Going behind the scenes to observe the Bacalao cooking process the next day went a long way to inform my tasting of the day’s entries. I wasn’t officially a judge for this dish, but by that point I was simply handed an apron and a fork with the assumption that I would tag along the tasting train. The process of cooking Bacalao a la Vizcaina begins two to three days before serving by breaking down an entire Bacalao, cut in such a way as to fit nicely into the cazuela. The filets are then soaked in cold water for 24 to 48 hours, with a change of water every eight hours.
Then, there are the red peppers to prepare. Dried Choricero peppers (Pimiento Choricero) are traditionally used, and feature in the dish by being soaked in water for 24 hours and the pulp painstakingly scraped off. Traditionalists will tell you that pimientos used this way taste much better than bottled, ready-to-use pimiento pulp, the same way that manually pureeing the sauce through a chinois yields better flavor and texture than using a blender. There were one or two entries which used tomatoes instead of pimiento, and the difference was stark. The tomato-based sauces were not as thick and flavors were less complex. In this dish, the goal is to balance the mild spiciness of Choricero pepper with the flavor of the salted cod.

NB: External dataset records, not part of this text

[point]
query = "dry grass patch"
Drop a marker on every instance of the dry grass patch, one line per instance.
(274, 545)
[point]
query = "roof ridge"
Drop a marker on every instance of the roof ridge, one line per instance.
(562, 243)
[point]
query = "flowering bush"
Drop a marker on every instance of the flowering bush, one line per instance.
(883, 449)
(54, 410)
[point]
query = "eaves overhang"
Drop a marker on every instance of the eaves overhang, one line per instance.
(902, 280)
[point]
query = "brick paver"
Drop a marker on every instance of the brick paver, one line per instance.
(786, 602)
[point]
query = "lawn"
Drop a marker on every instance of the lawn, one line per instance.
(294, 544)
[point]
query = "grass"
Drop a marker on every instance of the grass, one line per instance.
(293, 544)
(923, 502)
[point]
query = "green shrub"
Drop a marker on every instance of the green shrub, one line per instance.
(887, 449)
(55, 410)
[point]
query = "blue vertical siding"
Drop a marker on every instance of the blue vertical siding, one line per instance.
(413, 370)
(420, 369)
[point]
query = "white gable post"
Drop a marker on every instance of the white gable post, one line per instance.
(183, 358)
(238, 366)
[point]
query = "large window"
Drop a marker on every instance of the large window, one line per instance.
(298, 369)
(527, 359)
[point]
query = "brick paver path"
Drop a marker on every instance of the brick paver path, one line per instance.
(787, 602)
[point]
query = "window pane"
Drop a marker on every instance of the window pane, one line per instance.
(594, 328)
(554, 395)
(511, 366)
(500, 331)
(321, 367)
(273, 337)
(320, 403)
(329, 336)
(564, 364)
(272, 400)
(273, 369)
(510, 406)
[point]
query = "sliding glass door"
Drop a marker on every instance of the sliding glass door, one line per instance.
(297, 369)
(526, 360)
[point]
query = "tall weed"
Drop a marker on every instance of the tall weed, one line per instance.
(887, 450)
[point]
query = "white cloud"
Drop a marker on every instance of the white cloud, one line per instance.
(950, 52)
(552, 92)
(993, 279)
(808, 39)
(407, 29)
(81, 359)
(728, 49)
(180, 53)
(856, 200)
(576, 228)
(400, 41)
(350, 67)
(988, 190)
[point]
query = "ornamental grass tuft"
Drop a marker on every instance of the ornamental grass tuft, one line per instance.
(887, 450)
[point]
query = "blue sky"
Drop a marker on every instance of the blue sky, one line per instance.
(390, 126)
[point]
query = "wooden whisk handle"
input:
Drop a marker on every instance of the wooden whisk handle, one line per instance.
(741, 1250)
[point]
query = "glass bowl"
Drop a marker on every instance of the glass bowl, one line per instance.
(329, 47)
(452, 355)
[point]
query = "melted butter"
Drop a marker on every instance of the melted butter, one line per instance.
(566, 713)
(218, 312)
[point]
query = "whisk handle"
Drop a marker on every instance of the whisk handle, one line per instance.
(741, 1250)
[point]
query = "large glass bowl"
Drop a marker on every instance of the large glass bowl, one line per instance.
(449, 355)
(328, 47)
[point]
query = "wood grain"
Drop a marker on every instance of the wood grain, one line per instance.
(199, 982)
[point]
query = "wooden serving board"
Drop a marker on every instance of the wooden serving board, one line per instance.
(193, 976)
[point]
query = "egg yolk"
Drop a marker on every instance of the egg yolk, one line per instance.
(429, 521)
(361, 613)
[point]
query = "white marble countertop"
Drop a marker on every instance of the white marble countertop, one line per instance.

Despite the demands on one’s time and money to participate in a competition of this nature, the atmosphere was convivial and almost collaborative. Pictured above are Guillermo (left, the 2013 Bacalao a la Vizcaina champion) and his friend Javi (from the tent next door), on one of their many taste tests. They went back and forth between their pots, tasting, reflecting and comparing notes of how their sauces were evolving. It was practically a party by mid-morning, when friends and families started to show up and help and crowds started to gather.
The results: Guillermo and his teammate Luis placed sixth in this year’s competition (winning 70 euros/ US$90 and a trophy) while Javi won second place, winning 220 euros/US$285. The first-placed winner gets 250 euros/US$323. It was all in a day’s work for Guillermo and Luis, both of them 27-year veterans of Basque cooking contests. By the time the results were announced they had broken down their makeshift outdoor kitchen and were ready to head home to prepare for the next day’s cooking competition: Bacalao al Pil Pil – salted cod in an olive oil and garlic sauce. Sadly, that was the day I left Bilbao and didn’t get to try this dish. Next year hopefully!